In einer Verlautbarung präzisiert „Ärzte ohne Grenzen“, dass sie um 9:00 Uhr einen ersten Anruf vom Koordinationszentrum der Rettung auf See in Rom bekommen haben, dass sie aber dann zur Unterstützung eines anderen Kahns umgeleitet worden sind. „Dieser Einsatz, bei dem 94 Personen beigestanden wurde, ist gegen 12:30 Uhr beendet worden“, stellt die NGO fest. „Die Dignity I hat dann einen weiteren Anruf bekommen, mit dem sie aufgefordert wurden umzukehren und dem ersten Schiff zu helfen. Bei der Ankunft hat ein Schiff der irischen Marine, das als erstes vor Ort eingetroffen war, schon die Rettungsaktion eingeleitet, da das Schiff schon gekentert war. Auch andere Schiffe, auf denen „Ärzte ohne Grenzen“ arbeitet, die Bourbon Argos und die My Phoenix, von Privatleuten mit dem Projekt Moas betrieben, sind vor Ort angekommen. Die Mediziner von „Ärzte ohne Grenzen“ haben 10 Personen behandelt, von denen fünf in ernstem Gesundheitszustand waren und die mit dem Helikopter evakuiert wurden. „Die Tatsache; dass wir zuerst gerufen wurden, diesem Schiff beizustehen und sofort danach zu einer anderen Rettungsaktion, zeigt den großen Mangel an verfügbaren Ressourcen für Rettungsoperationen auf dem Mittelmeer“, kommentiert der Koordinator Matias.

„Heute haben wir aus der Nähe neues, sehr großes Leid gesehen“, fügt Loris De Filippi, Präsident der „Ärzte ohne Grenzen“ hinzu. „Es ist zwingend, dass sich die Rettungsoperationen möglichst nahe an die Abfahrtsplätze begeben.
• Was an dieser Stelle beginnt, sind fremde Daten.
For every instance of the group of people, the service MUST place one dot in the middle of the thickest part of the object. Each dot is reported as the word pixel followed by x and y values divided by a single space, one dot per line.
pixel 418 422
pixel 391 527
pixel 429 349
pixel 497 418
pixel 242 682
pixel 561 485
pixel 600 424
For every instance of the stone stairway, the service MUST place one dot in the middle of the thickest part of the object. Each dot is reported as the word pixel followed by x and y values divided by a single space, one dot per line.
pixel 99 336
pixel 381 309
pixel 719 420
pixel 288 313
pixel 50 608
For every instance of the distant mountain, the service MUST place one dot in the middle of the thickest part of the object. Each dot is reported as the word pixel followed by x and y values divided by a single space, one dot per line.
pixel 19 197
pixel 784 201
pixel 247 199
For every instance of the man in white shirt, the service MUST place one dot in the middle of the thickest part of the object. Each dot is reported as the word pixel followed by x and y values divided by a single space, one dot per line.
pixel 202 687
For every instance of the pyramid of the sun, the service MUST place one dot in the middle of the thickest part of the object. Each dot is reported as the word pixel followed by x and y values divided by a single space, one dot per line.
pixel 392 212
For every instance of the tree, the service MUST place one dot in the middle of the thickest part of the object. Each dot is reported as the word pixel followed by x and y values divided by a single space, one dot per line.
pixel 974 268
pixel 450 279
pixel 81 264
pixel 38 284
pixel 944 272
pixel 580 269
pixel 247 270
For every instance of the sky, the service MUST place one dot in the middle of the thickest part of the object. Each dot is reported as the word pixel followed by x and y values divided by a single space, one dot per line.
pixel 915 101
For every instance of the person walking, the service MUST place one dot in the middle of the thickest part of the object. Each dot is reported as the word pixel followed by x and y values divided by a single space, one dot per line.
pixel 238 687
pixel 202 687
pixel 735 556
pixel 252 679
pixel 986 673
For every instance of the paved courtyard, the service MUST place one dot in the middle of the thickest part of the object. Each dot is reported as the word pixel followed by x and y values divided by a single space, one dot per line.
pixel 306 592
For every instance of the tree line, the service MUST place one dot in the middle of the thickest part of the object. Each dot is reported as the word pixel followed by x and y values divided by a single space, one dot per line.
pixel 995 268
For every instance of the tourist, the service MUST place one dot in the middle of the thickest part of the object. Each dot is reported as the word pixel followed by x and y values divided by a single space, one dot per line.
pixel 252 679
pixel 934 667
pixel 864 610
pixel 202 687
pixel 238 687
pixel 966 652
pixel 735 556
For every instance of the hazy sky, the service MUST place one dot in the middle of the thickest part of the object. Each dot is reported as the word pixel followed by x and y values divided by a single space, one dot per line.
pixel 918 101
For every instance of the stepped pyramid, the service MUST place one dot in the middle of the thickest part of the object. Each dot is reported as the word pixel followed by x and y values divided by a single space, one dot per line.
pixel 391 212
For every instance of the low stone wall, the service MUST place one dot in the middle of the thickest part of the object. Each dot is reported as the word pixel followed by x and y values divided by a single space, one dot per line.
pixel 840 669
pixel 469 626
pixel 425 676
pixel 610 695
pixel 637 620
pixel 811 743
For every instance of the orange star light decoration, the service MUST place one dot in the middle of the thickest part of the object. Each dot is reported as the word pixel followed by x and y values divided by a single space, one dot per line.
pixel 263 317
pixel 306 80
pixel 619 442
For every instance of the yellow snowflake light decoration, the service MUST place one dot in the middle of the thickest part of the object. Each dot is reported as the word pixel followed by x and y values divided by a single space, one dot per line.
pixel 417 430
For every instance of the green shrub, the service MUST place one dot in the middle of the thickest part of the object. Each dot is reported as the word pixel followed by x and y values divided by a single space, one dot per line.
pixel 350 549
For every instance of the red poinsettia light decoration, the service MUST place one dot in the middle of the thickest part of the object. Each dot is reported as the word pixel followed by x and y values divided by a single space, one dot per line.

Nur zwei Tage zuvor sind 5 Menschen nach 13 Stunden auf einem Kahn an Austrocknung gestorben, und jetzt diese Tragödie, kaum 15 Seemeilen von Libyen entfernt. Die einzige Lösung, die Kämpfe und das Leiden auf dem Meer zu beenden, besteht darin, legale und sichere Wege zu eröffnen, um diesen Personen, die gezwungen sind, vor Krieg und Armut zu fliehen, Sicherheit zu gewähren, ohne dass sie ihr Leben riskieren müssen.“ Ein Apell, den auch Nawal Soufi wieder und wieder hinausgehen lässt: „Humane Korridore, humane Korridore, humane Korridore!“

Unterdessen ist ein weiterer Kahn mit 381 Migranten aus Syrien, Bangladesch und dem Afrika südlich der Sahara, darunter 55 Frauen und 26 Kinder, nur wenig entfernt von dem Ort des Schiffbruchs gerettet worden: Das Schiff hat 30 Seemeilen vor Libyen Alarm ausgelöst, ungefähr 15 Seemeilen nördlich des Punktes, wo gestern der Fischkutter gekentert ist. Die Fiorillo der Küstenwache, die gestern noch bei der Rettung der Überlebenden des Massensterbens beschäftigt war, hat Kurs auf die Migranten genommen. Bis gestern haben schon 1941 Personen bei dem Versuch, das Mittelmeer zu überqueren, ihr Leben verloren.